Walk - Looe Bay Holiday Park - Talland Bay Circular

Walk information provided with help from Natural England. Map reproduced by permission of Ordnance Survey on behalf of HMSO. © Crown copyright and database right 2025. Ordnance Survey Licence number 100022021.

Route Description

From Looe Bay Holiday Park take the Western Greyhound 572 into Station Road in East Looe. The journey usually takes no more than 15 minutes.

  1. From the bus stop walk towards (but not across) the bridge. Cross the road.
  2. Dropping right onto the path around the amusement arcade, go through the big car park beyond (Millpool car park) and make your way to the water's edge.
  3. Turn left (west) and carry on along the path by the river until you come to the gate at Kilminorth Woods.

Kilminorth Woods is a local nature reserve and is a haven for wildlife. It is an ancient oak woodland. It has been continuously wooded for more than 400 years, thanks to the practice of coppicing. This has prolonged the life of individual trees throughout the woods.
Many species of birds nest here, including birds of prey such as the buzzard and peregrine, waterbirds like herons and shelducks, and songbirds such as mistle thrushes and goldfinches. Spring flowers include primroses and bluebells, followed by dog violets and wood anemones. Many different species of moths and butterflies flutter through the woods. In summer woodpeckers drill in the trees for bugs. In autumn squirrels collect nuts and a wide assortment of fungi provides food and shelter for an equally diverse range of insects and invertebrates. In winter you may glimpse a shy roe deer through the trees.

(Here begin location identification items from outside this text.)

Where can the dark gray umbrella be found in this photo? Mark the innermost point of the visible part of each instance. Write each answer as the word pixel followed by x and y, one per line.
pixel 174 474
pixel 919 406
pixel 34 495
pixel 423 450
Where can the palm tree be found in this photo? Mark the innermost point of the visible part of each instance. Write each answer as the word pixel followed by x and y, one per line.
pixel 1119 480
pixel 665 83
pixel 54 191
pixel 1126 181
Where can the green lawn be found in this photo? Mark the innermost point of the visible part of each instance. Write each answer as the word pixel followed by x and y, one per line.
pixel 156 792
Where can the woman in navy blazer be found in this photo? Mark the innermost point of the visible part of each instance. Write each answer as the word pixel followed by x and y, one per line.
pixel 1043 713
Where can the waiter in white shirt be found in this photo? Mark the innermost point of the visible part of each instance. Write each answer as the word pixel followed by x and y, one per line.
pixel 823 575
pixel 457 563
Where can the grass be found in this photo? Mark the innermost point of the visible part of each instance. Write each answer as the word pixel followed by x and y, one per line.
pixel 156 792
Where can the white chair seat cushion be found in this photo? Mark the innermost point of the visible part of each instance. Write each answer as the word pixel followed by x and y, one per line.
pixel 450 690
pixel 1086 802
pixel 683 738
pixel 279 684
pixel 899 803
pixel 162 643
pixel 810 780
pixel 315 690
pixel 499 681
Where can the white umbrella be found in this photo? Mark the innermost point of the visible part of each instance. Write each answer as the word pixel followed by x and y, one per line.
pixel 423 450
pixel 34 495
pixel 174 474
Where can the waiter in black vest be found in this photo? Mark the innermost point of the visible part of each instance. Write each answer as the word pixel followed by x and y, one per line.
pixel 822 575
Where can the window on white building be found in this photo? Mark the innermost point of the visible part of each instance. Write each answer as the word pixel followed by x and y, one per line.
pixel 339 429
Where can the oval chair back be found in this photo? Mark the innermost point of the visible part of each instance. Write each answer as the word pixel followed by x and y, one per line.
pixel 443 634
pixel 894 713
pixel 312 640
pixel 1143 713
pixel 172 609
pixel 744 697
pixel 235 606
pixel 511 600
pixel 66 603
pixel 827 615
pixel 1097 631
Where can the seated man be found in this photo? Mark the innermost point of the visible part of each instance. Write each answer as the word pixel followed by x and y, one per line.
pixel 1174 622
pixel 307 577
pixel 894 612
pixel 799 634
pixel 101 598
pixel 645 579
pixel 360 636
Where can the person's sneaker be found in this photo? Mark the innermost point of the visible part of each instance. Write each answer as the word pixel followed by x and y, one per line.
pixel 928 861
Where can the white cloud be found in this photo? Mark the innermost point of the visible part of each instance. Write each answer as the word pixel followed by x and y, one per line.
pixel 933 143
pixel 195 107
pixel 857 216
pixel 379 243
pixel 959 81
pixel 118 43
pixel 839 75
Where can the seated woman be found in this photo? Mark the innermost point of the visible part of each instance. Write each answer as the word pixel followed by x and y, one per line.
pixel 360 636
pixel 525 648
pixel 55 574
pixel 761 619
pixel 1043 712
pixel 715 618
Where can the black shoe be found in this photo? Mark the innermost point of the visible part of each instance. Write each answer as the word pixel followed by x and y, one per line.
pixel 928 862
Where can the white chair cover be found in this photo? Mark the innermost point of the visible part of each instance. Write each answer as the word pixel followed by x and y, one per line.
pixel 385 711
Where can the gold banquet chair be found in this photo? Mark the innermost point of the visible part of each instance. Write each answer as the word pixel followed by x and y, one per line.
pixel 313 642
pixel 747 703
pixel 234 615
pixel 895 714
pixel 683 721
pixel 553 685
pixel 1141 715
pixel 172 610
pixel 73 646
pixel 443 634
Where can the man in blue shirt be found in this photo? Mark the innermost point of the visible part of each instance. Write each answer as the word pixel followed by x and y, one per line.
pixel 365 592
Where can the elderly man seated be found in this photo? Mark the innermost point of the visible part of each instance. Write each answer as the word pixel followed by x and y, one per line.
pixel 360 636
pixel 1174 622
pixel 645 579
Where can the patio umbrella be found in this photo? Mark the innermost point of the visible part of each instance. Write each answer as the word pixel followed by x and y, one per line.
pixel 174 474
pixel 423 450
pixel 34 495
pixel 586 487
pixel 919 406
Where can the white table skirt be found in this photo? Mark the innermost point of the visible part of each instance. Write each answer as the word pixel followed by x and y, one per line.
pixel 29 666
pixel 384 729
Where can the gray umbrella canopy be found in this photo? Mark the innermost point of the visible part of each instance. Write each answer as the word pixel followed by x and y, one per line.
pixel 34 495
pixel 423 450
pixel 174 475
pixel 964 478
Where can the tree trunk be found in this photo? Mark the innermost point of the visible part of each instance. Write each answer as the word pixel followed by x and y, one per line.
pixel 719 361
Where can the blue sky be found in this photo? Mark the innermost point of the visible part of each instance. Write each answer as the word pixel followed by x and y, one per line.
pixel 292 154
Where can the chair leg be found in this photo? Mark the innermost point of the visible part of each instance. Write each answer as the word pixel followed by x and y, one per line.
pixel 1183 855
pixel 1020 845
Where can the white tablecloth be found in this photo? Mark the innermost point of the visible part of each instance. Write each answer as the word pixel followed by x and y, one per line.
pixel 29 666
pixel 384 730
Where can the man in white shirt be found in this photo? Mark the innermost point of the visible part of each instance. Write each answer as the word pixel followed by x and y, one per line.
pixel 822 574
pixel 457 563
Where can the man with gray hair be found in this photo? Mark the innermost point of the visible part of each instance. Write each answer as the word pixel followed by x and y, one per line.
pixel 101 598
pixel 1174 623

  1. Turn left, uphill, (signed to Giant's Hedge as well as Watergate), following the waymarkers along the top path until you reach a small footpath signed through the trees on your left.
  2. Take this path and follow it steeply uphill, carrying on up through the holloway beyond to the fields at the top. Follow the signs through fields to come out on a track which leads to the road.

Holloway is a sunken road or 'harrowed path' - the word comes from the Anglo-Saxon hola weg.
The holloway, or sunken track, running up from Kilminorth Woods to Kilminorth itself has been worn into the hillside by the passage of many feet, hooves and wheels over the centuries, but this is likely to be from more recent times than the Giant's Hedge. The remains of the ancient earthwork known as "Giant's Hedge" can be seen, here and there, as you walk along the path through the woods.
The board at the Millpool entrance explains how this came to be:
"Jack the Giant having nothing to do built a hedge from Lerryn to Looe!"
Other versions attribute it to the Devil, who also found himself with nothing to do one day.
The bank stretches some nine miles, from the Fowey Estuary to the Looe Estuary, and it is one of the largest ancient earth banks in the UK. In places it is up to 15 feet high and 24 feet wide, and parts of it are stone-faced. It represents the northern boundary of a territory defined by south flowing rivers on its eastern and western sides, and by the ocean on its southern side.
It is thought to date from the Dark Ages. Historians think that it was probably the boundary of a tribal chief's petty kingdom (one of many small kingdoms around Britain before the tenth century creation of the kingdom of England). Another theory is that it may have been a "last-ditch" defence of the Cornish against the Saxon incursions of the ninth and tenth centuries.
1930s archaeologist C.K.Croft Andrew suggested that the Giant's Hedge originally ran from the Lammana Chapel, above the Coast Path as you come into Looe, but no evidence has been found to prove this.

  1. Turn left on the road and walk about half a mile to the main A387 Polperro Road. Cross the road to carry on in the same direction on the small road beyond, past Waylands Farm, to the sharp left-hand bend at Tencreek.

Take the footpath through the caravan site and follow the waymarkers downhill through fields, keeping the hedges on your right, past the tower to the road.
The pair of towers on the hillside are identified on the map as landmarks. They have a matching pair on the hillside above Hannfore, as you approach Looe. This is a nautical measured mile, which the navy uses to measure a ship's speed.

  1. Turn right and follow the road down into Talland.

Talland Bay has been the scene of many a shipwreck, three of which still lie on the seabed and are frequently visited by divers. In 1922 a French trawler, the Marguerite, was driven onto the rocks by a south-westerly gale. Her boiler is still visible on the shore at low tide.
Talland's two tiny and secluded shingle beaches were much loved in the past by smugglers. Tales abound of the men who brought their goods ashore in the donkey carts (which carried seaweed up to the fields for fertiliser), or even, in one legend, in a hearse.
Other people who have spent time here in more legitimate pursuits include Dame Judi Dench, who enjoyed many a childhood holiday in Talland, and TV's Richard and Judy, who have a home here.

  1. In the car park turn left onto the South West Coast Path and follow it around the coast and back to West Looe. From the bus stop by the Fire Station catch the Western Greyhound 572 bus back to Looe Bay Holiday Park.

Nearby refreshments

There are numerous restaurants, pubs and tea shops in Looe, as well as the Smugglers Rest and the beach café at Talland.